The GPwER should be engaged with a named public health team for peer support and have a named public health specialist line manager and/or clinical supervisor.

They should:

  1. Evidence their performance, ongoing professional development, and engagement. This evidence may include authored documents and reports, audits (for example health equity audits or health equity impact assessments), educational activities, presentations and feedback from colleagues and the public.
  2. Reflect on their experiences, challenges, and successes in managing the content of any job plans. Reflective discussions help identify areas for improvement and develop strategies to enhance their practice and patient care. Reflections could be logged in the GP portfolio.
  3. Obtain feedback from peers, colleagues, multidisciplinary team members, and the public in line with GP Appraisal requirements.  If a significant part of an NHS GP’s work is as a GPwER then the GPwER could best demonstrate feedback in their role by additional colleague surveys of their colleagues and/or the public from this role in addition to their surveys as an NHS GP.
  4. Maintain a CPD portfolio that documents their participation in relevant educational activities, courses, conferences, and workshops related to their GPwER role. This portfolio showcases a commitment to ongoing learning and development.
  5. Obtain written feedback from their public health line manager, mentor or supervisor, and share this with their appraiser; it will be important to include the name, scope of practice and qualifications of the clinical supervisor within the extended role (who should usually be a specialist).

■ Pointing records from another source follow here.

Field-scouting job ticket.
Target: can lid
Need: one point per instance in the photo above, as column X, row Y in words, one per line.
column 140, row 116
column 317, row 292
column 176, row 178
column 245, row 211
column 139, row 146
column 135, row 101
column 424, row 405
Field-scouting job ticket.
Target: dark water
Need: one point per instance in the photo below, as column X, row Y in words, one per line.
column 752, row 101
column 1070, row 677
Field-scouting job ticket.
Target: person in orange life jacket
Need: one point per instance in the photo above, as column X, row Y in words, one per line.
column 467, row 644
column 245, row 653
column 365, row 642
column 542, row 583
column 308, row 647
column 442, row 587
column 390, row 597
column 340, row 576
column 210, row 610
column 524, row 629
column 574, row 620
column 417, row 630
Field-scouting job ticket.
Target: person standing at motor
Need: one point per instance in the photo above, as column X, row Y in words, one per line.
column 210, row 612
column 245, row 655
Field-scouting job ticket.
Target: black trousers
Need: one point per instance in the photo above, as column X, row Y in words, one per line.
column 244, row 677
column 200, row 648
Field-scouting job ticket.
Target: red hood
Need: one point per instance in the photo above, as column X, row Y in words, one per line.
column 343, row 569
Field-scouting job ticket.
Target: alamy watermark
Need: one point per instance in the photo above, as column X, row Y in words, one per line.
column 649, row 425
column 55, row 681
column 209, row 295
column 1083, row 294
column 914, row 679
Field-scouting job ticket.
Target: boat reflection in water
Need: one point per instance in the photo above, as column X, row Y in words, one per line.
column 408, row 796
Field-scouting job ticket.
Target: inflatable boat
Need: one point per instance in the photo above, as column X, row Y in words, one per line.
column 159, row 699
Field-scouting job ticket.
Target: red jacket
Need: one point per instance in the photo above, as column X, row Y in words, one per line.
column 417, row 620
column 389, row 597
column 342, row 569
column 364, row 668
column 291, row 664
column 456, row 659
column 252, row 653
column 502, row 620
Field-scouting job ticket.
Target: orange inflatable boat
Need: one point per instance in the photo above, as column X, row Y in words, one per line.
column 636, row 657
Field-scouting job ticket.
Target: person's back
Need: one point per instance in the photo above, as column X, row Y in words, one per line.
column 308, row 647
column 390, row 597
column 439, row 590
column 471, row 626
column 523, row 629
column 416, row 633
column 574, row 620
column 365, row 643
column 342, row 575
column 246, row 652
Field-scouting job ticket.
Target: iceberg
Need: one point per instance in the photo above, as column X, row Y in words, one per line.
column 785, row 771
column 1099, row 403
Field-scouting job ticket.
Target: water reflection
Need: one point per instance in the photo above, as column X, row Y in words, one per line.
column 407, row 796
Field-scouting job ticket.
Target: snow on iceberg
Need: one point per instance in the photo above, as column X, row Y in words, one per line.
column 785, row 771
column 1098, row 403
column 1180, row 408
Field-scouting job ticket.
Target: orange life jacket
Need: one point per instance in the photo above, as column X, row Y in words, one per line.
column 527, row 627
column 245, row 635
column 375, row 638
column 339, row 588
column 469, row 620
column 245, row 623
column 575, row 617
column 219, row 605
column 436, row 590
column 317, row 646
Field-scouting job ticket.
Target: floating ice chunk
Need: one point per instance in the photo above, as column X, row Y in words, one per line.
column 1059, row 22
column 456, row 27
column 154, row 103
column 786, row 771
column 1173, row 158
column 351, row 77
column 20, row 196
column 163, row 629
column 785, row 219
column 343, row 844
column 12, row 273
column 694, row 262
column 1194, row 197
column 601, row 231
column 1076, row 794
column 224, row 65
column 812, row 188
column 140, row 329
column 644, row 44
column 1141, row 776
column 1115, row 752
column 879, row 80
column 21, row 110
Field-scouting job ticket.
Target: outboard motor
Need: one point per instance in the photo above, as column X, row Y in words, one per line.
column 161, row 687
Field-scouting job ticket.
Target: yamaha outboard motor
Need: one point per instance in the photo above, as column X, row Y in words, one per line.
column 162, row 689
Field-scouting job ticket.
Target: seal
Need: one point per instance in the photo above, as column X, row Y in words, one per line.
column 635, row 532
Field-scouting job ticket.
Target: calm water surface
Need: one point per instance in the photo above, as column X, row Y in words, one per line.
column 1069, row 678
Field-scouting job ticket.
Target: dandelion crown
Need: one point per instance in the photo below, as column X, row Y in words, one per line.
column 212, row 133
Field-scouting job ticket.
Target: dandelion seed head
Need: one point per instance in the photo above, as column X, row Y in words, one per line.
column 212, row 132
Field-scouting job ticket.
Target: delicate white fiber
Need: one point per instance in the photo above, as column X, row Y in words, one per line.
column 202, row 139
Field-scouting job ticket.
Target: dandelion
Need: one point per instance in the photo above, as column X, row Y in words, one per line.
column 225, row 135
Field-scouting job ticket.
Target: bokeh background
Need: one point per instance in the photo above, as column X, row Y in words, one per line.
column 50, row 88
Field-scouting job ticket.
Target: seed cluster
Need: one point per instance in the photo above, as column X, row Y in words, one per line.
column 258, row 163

GP appraisal provides assurance to the Responsible Officer (RO) that the GPwER has trained for their role as a GPwER, that they are staying up to date in that role and that they are seeking and reflecting on feedback and outcomes in that role including the outcomes from a performance review with a line manager or medical director or employer.

GPs with extended roles undergo revalidation every five years, to maintain their licence to practise. 

Services the role interfaces with

These roles could be in any organisation, in the Public, Private or Voluntary, Community and Social Enterprise (VCSE) sector. The GPwER may work across organisational boundaries or in a specialist setting. The GPwER is likely to interface with multiple services that have a role in improving population health and reducing health inequalities.

The GPwER should be engaged with a named public health team for peer support and have a public health specialist line manager and/or mentor clinical supervisor. 

Time commitment

The time commitment for a GPwER PH and HI is flexible, ranging from a single session per week to a full-time role. Less than one session per week would likely be insufficient for maintaining competencies. 

Employment arrangements

The GPwER could be employed or commissioned by an NHS organisation or other Public, Private or Voluntary, Community and Social Enterprise (VCSE) sector organisation. The role could be across organisational boundaries with one organisation holding the contract or commissioning the GPwER on behalf of others. The GPwER could be a partner, a salaried GP, locum/sessional GP or could be self-employed and work on a consultancy basis. There should be a contract or agreement that stipulates that they are a GP engaged to provide population health and health inequalities expertise.

The GPwER is recommended to have a line manager and/or clinical supervisor with a public health background. If the line manager is not a public health professional, it is recommended that the GPwER has a named public health mentor, to support their developing and maintaining competencies for the role.